Despite progress on combating child labour, children still work in Jordan, especially in the agriculture sector. In that context, in 2011, the U.S. Department of Labor and the ILO implemented the project “Moving Towards a Child Labour Free Jordan”. The objective was to improve the coordination of the National Framework to Combat Child Labour, which includes enhancing child labour case referral systems and creating a database to capture children who have been employed illegally. This way, children can be identified to receive help from government ministries and public bodies.
Child labour had already been a reality for Jordanian children, due to poverty and a lack of opportunities for working families, but the war in Syria in 2013 worsened the problem. The sudden influx of 1.5 million people in a society of 7 million (an increase of 20% of the population), overloaded schools, infrastructure, and services. On top of that, the country was forced to quickly manage new policies and absorb the additional population into the labour market.
A family's garden in a refugee camp outside of Amman
The project created a child labour working group headed by UNHCR and UNICEF. (The ILO, for its part, contributed knowledge around international standards and experience in addressing child labour.) Both agencies started bringing together different actors, essentially bridging the gap between the short-term humanitarian aid and the mid-term development plans.
Very often, these two different worlds operate separately and don’t meet, which create gaps where children can fall between. We brought in humanitarian actors to discuss these challenges with the government.
The Moving Towards a Child Labour Free Jordan project also helped conduct a national child labour survey, which included Syrian refugees. This was not only the first national survey on child labour among Syrian refugees, but the first time Syrian refugees were included in a national survey of any kind in Jordan.
Other project activities included matching children to vocational training courses, developing the curricula for those courses, and raising awareness among parents and families about the importance of staying in school.
And, in 2013, Jordan updated its National Framework to Combat Child Labour based on a new child protection law.
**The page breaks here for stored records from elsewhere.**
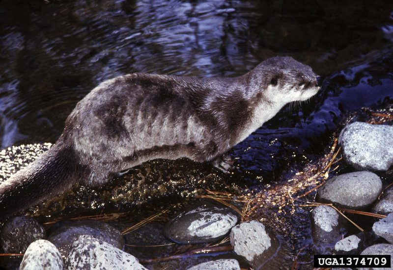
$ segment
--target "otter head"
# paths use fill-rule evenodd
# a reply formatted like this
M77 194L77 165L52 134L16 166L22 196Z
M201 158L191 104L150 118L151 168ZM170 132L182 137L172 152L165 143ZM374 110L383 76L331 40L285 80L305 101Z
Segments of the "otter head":
M320 86L319 77L311 68L292 57L269 58L252 73L253 86L263 92L267 101L276 104L307 100Z

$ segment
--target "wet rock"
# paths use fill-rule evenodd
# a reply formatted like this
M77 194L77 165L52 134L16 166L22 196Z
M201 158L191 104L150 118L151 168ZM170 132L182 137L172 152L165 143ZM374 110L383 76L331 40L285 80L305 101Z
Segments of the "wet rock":
M262 223L255 221L233 227L230 239L235 252L244 257L256 269L272 258L280 246L274 235Z
M372 207L372 211L384 215L393 212L393 187L384 192L383 196Z
M124 239L121 233L106 223L92 220L84 220L67 222L59 227L48 238L65 258L71 245L78 236L91 235L102 240L117 248L122 249Z
M332 243L340 239L339 215L332 207L321 205L311 212L311 231L315 242Z
M224 238L237 222L230 209L205 203L179 214L168 222L164 233L178 243L207 243Z
M335 250L338 254L358 254L366 247L375 244L379 239L373 232L362 232L337 242Z
M393 164L393 126L355 122L338 141L346 162L358 170L387 171Z
M146 270L133 255L89 235L79 236L65 261L67 269Z
M124 226L121 230L131 225ZM164 227L161 223L150 222L124 235L126 244L132 245L126 245L124 251L139 259L163 257L174 253L178 245L173 245L165 238Z
M374 223L372 230L377 235L383 237L390 244L393 244L393 213Z
M391 265L393 266L393 245L378 244L369 246L363 250L360 255L390 255ZM359 268L358 269L375 269L375 270L388 270L389 268Z
M187 270L240 270L240 266L234 259L222 259L199 264Z
M28 247L20 270L64 269L63 259L55 245L47 240L37 240Z
M14 217L1 228L1 247L6 253L24 253L28 245L45 237L44 228L30 217Z
M382 190L378 175L362 171L344 173L332 178L318 190L318 199L343 207L362 209L370 205Z

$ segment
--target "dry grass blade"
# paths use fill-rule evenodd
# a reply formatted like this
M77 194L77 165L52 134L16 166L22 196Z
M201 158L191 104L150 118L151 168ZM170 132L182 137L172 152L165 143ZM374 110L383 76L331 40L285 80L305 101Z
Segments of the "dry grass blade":
M112 221L116 220L119 218L125 217L127 213L126 212L122 213L111 213L110 214L103 214L101 215L94 215L92 216L83 216L81 217L77 217L76 218L71 218L70 219L67 219L67 220L72 221L79 221L81 220L95 220L97 221ZM43 225L51 225L54 224L56 222L64 220L63 219L59 220L56 220L50 221L43 223Z
M333 146L333 147L336 147L336 146L337 145L337 140L336 139L335 141L335 144L334 144L334 145ZM325 166L325 167L323 169L322 169L320 172L318 172L317 173L316 173L315 174L314 174L314 175L313 175L312 176L310 177L307 180L307 181L309 181L310 180L313 180L313 179L316 178L316 177L317 177L318 176L320 176L320 177L322 176L322 177L323 177L323 180L324 181L324 182L323 183L321 183L319 185L317 185L317 186L314 187L314 188L311 189L310 190L309 190L309 191L306 192L305 193L304 193L303 194L302 194L301 195L300 195L299 196L298 196L297 197L296 197L296 198L293 199L294 201L296 200L299 199L300 198L301 198L302 197L304 197L305 196L306 196L308 195L310 193L311 193L311 192L312 192L314 190L316 190L317 189L319 188L320 187L322 186L324 184L325 184L324 181L325 181L326 179L327 179L329 177L329 172L334 172L335 171L337 170L337 169L339 167L339 165L337 165L333 170L332 170L331 171L330 170L330 169L331 169L331 168L332 167L332 165L333 165L335 163L336 163L338 162L338 161L339 161L340 160L341 160L341 159L342 159L342 158L340 157L339 159L338 159L337 160L336 160L336 159L337 158L337 156L338 155L338 153L340 152L340 150L341 150L341 147L339 147L338 149L337 149L337 151L333 154L333 156L332 157L332 158L330 159L330 161L328 163L328 164L326 165L326 166Z
M172 245L175 243L163 244L162 245L130 245L126 244L125 245L128 246L134 246L134 247L157 247L159 246L166 246L167 245Z
M371 115L372 115L373 116L378 116L378 117L386 117L387 118L393 118L393 115L391 115L389 114L386 114L372 113L371 113Z
M223 239L222 240L220 241L220 243L218 243L215 244L214 245L212 245L211 244L210 244L208 245L207 246L211 246L211 247L218 246L220 245L223 245L223 244L226 243L226 242L228 242L229 241L229 237L225 237L225 238L224 238L224 239Z
M296 198L293 199L293 200L295 201L295 200L296 200L297 199L298 199L301 198L302 197L304 197L305 196L307 196L307 195L308 195L310 193L311 193L311 192L312 192L313 191L314 191L316 189L317 189L319 188L319 187L322 186L325 184L325 182L324 182L323 183L322 183L320 184L318 186L312 188L312 189L311 189L310 190L309 190L307 192L303 193L301 195L300 195L299 196L298 196L297 197L296 197Z
M157 217L159 217L160 216L161 216L163 214L164 214L165 213L166 213L167 212L168 212L168 209L166 209L165 210L163 210L160 213L158 213L157 214L153 215L153 216L151 216L149 217L147 219L145 219L143 220L143 221L141 221L140 222L139 222L137 223L137 224L135 224L135 225L134 225L133 226L131 226L131 227L130 227L129 228L127 228L127 229L126 229L125 230L124 230L124 231L121 232L121 234L125 235L125 234L127 234L127 233L130 233L132 231L136 230L137 229L141 227L143 225L145 225L145 224L147 224L147 223L149 223L149 222L150 222L151 221L152 221L154 219L155 219Z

This law promotes the coordination of all ministries to strengthen case management, including data collection and documentation, of child labour. (This update came as a result of ILO-led coordination from the Moving Towards a Child Labour Free Jordan project.)
Through various projects over the years, including Measurement, Awareness-Raising, and Policy Engagement project (MAP16), the U.S. Department of Labor and the ILO have helped strengthen the relationship between local organizations and the government in Jordan so they can better respond to cases of child labour.
According to Nihayat Dabdoub, MAP16 National Project Coordinator, the project helped to activate the National Framework to Combat Child Labour through comprehensive talks among development partners and capacity building efforts involving members of government, civil society, and the private sector.